Thirdly, the strong performance of sectors with an operational real estate focus such as build-to-rent and curated, experiential retail is leading to new experts entering the sector: people who understand the needs of customers rather than being the rent-collectors of old.

The growth of technology in real estate is also creating a change in the real estate world’s demographic. For example, the need to understand the science behind climate change and potential solutions is leading to the creation of more sophisticated technical roles, a necessary evolution as real estate is an industry that is reckoned to generate 40% of greenhouse gases.

And while barriers to entry to the real estate world overall are now lower, there is a considerable and growing demand from investors to see improvement relating to all of the letters of ESG, environmental, social and governance, which is leading to the arrival of diversity of new talent who contribute to the acceleration of positive change in the industry.

I’m also pleased to report that, in my experience, industry leaders are keen to work in a collegial atmosphere with both the younger talent in real estate as well as more experienced experts moving into the sector, as they seek to ‘give something back’ as well as continue to chase growth.
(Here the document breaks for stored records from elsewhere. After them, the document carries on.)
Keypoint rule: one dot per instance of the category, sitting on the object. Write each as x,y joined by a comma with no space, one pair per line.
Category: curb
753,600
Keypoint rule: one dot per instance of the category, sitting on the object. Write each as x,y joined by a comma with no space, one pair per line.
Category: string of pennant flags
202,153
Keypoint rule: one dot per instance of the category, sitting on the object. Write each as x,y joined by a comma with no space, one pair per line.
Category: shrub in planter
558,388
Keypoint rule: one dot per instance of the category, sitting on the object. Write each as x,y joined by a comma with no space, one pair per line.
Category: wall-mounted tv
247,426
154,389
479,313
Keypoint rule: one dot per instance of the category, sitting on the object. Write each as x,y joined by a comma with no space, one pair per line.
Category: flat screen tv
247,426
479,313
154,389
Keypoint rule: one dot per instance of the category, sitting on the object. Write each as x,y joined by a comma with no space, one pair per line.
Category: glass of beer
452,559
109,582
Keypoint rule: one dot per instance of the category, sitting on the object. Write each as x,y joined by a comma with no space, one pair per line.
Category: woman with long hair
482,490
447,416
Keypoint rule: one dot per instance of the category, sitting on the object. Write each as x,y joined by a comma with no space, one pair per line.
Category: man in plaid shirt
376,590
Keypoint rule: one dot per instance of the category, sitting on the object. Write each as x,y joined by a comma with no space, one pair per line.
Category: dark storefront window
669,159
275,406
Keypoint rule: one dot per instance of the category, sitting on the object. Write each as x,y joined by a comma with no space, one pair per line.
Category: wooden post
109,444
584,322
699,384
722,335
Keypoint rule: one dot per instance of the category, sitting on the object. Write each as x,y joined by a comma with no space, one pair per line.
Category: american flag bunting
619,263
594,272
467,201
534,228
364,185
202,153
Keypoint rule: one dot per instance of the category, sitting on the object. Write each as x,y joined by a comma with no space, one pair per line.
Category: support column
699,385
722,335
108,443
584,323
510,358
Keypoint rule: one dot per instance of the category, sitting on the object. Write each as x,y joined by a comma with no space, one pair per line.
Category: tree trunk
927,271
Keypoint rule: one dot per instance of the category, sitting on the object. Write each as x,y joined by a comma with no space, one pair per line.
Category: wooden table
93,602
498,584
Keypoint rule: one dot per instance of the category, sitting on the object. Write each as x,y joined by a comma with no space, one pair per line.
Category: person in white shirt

At the same time, the Covid-19 pandemic has proved a catalyst for new ideas, with homeworking technology and the growth in innovation around the repurposing of buildings proving that the real estate world is most fertile at times of change.

Against this backdrop, it’s my privilege to be chair of the Urban Land Institute’s Young Leaders Group, and we plan to create something akin to the hothouse atmosphere of MIT’s Building 20 at our NEXT Forum at the 2022 ULI Europe conference in Brussels on 11-13 May.

Real estate has seen more change in the last five years than ever before: I’m proud that our young leaders will be leading the charge in the years ahead.